How CrowdStrike Trains GenAI Models at Scale Using Distributed Computing

CrowdStrike researchers outline key concepts, tools, and techniques used in LLM training

Large language models (LLMs) have revolutionized artificial intelligence and are rapidly transforming the cybersecurity landscape. As these powerful models become commonly used among both attackers and defenders, developing specialized cybersecurity LLMs has become a strategic imperative. 

The CrowdStrike 2025 Global Threat Report highlights a concerning trend: Threat actors are increasingly enhancing social engineering and computer network operations campaigns with LLM capabilities. To counter these evolving threats, CrowdStrike is investing in custom LLMs purpose-built for cybersecurity applications, designed to understand and address the unique challenges of this domain.
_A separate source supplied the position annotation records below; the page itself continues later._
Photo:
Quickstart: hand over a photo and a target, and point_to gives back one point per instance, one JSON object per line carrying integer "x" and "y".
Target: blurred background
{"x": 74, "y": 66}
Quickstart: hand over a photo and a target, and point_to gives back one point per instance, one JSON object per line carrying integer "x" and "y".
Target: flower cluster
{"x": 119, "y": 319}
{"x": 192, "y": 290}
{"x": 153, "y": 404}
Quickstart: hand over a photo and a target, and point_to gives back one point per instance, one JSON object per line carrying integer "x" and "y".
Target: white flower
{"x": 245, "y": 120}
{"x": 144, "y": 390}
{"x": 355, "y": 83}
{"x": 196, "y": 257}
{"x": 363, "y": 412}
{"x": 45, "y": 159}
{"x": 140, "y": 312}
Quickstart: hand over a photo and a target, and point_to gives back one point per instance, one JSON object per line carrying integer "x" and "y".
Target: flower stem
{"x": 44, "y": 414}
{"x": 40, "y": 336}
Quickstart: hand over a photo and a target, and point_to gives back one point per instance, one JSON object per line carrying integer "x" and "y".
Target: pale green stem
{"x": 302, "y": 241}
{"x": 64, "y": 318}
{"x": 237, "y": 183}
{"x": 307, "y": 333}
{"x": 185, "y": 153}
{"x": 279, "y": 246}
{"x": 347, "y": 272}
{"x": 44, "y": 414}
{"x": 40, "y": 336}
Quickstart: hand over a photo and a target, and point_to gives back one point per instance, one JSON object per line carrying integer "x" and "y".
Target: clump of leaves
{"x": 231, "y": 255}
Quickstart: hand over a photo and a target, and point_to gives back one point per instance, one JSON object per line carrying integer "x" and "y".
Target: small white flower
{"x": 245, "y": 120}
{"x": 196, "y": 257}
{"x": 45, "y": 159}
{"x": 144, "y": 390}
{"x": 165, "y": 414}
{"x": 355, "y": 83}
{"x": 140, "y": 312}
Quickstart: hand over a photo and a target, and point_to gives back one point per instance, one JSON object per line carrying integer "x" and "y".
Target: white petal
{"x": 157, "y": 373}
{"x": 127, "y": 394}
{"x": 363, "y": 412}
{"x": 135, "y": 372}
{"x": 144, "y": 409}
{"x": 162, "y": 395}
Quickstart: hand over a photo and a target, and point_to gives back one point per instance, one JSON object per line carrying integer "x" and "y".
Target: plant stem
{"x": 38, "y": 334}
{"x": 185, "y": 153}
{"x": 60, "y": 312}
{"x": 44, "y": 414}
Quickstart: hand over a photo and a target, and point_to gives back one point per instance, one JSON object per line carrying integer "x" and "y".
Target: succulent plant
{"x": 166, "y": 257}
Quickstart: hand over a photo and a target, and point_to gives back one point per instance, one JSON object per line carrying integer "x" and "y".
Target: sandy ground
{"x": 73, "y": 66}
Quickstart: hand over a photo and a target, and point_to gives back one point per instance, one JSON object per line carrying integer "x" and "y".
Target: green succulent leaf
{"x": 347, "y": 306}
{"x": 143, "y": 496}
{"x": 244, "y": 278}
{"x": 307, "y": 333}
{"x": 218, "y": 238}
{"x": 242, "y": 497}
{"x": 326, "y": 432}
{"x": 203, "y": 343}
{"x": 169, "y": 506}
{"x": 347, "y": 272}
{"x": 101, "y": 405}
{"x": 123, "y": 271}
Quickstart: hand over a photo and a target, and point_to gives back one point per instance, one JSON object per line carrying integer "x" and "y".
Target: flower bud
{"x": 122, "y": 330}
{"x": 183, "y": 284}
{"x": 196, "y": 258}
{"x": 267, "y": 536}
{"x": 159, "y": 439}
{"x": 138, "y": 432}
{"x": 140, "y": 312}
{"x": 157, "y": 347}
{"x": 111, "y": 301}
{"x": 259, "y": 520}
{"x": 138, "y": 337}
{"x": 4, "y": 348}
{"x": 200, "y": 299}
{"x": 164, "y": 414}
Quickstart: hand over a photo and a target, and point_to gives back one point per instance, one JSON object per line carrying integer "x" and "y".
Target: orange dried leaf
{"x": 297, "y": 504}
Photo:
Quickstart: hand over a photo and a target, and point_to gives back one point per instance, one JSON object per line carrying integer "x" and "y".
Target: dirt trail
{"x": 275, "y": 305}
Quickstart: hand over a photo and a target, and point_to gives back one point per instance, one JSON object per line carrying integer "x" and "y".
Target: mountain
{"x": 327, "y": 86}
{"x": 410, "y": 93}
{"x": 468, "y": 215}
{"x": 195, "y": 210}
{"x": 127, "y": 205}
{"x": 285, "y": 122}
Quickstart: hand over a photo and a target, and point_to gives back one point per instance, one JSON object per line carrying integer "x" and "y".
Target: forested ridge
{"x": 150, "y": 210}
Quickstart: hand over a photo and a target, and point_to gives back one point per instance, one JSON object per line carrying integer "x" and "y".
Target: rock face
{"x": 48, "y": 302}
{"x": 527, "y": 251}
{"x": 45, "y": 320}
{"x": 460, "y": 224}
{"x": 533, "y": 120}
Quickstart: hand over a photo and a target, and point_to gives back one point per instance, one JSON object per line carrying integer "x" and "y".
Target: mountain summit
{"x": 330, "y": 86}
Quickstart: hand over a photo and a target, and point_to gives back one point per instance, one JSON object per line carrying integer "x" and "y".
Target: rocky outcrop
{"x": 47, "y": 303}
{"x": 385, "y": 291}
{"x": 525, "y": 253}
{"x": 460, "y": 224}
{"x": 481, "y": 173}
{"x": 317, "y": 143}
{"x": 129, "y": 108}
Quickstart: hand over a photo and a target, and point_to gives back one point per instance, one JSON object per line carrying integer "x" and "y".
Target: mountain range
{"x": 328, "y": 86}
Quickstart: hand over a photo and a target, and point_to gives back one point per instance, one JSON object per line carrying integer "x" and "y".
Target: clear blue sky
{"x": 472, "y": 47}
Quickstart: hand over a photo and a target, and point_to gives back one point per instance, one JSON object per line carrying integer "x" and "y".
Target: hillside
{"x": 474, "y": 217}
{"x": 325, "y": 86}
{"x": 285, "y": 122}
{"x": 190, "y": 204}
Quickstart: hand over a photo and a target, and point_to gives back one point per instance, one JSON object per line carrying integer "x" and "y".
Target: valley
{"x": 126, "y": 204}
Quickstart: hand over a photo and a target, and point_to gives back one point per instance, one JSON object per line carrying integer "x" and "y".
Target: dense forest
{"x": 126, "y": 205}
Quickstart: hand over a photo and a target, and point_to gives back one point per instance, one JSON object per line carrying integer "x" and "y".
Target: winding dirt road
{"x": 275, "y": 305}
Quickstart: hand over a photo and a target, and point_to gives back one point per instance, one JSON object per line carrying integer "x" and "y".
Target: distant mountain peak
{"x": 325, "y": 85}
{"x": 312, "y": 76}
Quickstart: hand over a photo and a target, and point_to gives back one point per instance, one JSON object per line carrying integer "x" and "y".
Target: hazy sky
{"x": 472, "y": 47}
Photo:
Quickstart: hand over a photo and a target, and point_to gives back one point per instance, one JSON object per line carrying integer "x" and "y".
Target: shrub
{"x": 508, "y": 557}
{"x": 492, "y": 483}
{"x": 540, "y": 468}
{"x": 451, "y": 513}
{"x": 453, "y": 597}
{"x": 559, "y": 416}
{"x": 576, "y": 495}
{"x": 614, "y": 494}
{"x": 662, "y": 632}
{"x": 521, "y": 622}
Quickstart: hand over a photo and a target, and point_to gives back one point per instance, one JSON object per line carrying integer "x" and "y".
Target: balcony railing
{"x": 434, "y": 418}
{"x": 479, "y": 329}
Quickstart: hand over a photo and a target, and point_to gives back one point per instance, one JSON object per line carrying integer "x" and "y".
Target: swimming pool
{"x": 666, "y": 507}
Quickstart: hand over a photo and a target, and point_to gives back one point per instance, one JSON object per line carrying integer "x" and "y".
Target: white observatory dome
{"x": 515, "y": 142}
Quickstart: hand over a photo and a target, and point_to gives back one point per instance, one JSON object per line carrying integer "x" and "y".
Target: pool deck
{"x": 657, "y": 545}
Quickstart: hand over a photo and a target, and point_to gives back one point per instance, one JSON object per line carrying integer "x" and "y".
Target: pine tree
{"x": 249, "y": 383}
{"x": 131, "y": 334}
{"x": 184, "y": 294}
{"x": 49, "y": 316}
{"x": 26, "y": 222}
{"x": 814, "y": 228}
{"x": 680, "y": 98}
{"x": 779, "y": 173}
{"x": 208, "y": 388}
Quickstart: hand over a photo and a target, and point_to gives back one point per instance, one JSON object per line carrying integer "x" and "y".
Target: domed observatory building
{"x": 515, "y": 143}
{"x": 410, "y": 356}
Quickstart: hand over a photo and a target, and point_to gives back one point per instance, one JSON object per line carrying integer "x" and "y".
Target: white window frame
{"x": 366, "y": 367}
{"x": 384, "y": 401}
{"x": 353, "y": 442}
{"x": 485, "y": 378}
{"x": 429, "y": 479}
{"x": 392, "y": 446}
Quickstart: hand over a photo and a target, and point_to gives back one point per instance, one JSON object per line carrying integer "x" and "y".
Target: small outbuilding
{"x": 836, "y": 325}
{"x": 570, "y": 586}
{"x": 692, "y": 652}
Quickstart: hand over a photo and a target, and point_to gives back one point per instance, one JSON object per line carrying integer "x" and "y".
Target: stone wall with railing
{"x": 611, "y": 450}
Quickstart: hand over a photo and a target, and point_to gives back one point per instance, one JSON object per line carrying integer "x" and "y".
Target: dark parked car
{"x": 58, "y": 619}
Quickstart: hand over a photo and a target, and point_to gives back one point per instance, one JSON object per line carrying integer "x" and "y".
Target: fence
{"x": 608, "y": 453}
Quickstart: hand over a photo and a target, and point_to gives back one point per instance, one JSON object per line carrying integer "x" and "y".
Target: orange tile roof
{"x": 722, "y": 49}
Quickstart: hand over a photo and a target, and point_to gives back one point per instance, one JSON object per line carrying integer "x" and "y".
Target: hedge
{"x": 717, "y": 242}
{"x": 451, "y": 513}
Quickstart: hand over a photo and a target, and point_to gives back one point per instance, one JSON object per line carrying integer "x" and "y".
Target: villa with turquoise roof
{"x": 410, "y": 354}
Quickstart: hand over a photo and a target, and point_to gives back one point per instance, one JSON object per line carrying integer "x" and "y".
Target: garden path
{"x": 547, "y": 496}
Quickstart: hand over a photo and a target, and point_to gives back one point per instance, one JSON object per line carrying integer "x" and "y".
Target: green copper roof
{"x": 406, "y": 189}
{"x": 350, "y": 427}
Here, we discuss key concepts in LLM training and offer insights into CrowdStrike's approach to developing next-generation security-focused language models. A team of our data scientists gave a presentation on this topic as part of a Customer Voice segment at the Google Cloud Next 2025 conference, where CrowdStrike received the 2025 Google Cloud Security Partner of the Year Award for Workload Security

Infrastructure for LLM Experimentation at Scale

Today's state-of-the-art LLMs, which excel at tasks from general knowledge to coding and reasoning, require immense computational resources. Training these models demands high-performance, distributed computing clusters at a scale. To meet demand, major AI labs are announcing increasingly larger infrastructures, with some even exploring nuclear energy solutions to fuel their energy needs. Setting up such a training cluster is the essential first step in developing LLMs at scale.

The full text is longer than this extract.